Investigasi ICC terhadap perang narkoba berdarah telah membuat Duterte marah, hingga ia memerintahkan penarikan Manila dari ICC. Ia juga mengancam, dengan menggunakan bahasa bermuatan rasial, akan menangkap jaksa ICC saat itu, Fatou Bensouda, jika dia mengunjungi Filipina untuk melakukan penyelidikan resmi. Bensouda sendiri akhirnya pensiun pada tahun 2021 dan digantikan oleh Karim Khan, yang melanjutkan penyelidikan.
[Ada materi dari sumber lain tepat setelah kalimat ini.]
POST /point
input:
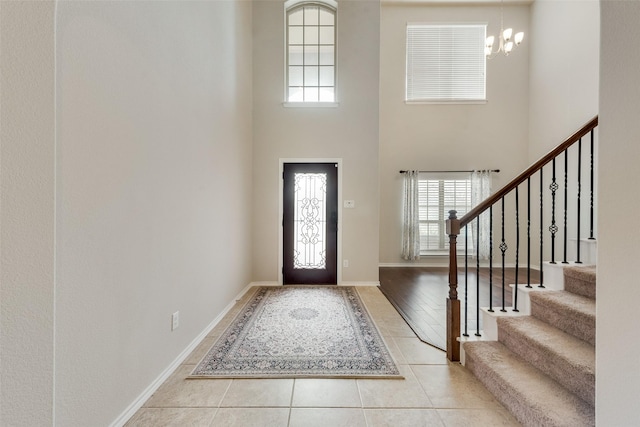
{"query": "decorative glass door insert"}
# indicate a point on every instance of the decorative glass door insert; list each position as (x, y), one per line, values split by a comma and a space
(310, 244)
(310, 223)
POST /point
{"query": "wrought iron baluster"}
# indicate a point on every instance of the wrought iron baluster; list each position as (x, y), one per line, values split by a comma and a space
(478, 276)
(491, 258)
(528, 232)
(541, 284)
(515, 291)
(579, 190)
(503, 249)
(466, 276)
(553, 228)
(591, 190)
(566, 200)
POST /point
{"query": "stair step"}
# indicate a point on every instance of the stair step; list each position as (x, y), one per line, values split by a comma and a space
(533, 398)
(563, 357)
(581, 281)
(571, 313)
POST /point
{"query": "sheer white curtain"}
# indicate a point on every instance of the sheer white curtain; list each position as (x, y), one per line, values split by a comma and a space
(480, 190)
(411, 218)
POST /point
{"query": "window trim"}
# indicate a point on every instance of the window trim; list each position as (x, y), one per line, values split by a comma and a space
(443, 214)
(444, 100)
(288, 6)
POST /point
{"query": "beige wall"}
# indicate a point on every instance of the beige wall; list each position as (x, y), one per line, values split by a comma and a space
(27, 151)
(154, 129)
(617, 348)
(151, 116)
(447, 137)
(563, 71)
(563, 87)
(348, 132)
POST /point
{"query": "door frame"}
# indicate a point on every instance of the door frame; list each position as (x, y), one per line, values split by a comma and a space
(282, 161)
Untuk diketahui, Statuta Roma, sebuah perjanjian internasional yang membentuk ICC untuk mengawasi kasus-kasus genosida, kejahatan terhadap kemanusiaan, kejahatan perang, dan kejahatan agresi, mulai berlaku pada tahun 2002. Filipina awalnya meratifikasinya pada tahun 2011.
Untuk diketahui pula, pada 1 Juli 2016, sehari setelah Duterte dilantik sebagai Presiden Filipina, Kepolisian Nasional Filipina meluncurkan Project Double Barrel, sebuah kampanye anti narkoba yang digencarkan secara agresif. Konsekuensinya, dalam operasi anti narkoba ”brutal” itu, berbagai lembaga pembela HAM mencatat lebih dari 30 ribu orang tewas dengan puncak kematian terjadi selama tahun 2016 dan tahun 2017.

Kelompok pembela HAM melaporkan bahwa selama periode itu, ribuan pengguna narkoba dan pedagang kecil tewas dibunuh secara misterius oleh penyerang tak dikenal. Pada waktu itu, bahkan sejak kampanye kepresidenan, Duterte berulang kali menyerukan pembunuhan para penjahat dan anggota organisasi perdagangan narkoba. Duterte mengatakan penjahat dan pengedar narkoba halal untuk ditembak mati tanpa harus takut dituntut.

”Saya akan menjadi diktator. Tetapi hanya untuk melawan kejahatan, narkoba, dan korupsi di pemerintahan,” lontar Duterte sehari setelah pemilihan presiden Filipina 2016 lalu. Ia juga menegaskan bahwa ia akan mundur dari jabatan jika dalam enam bulan dirinya gagal memenuhi janji tersebut.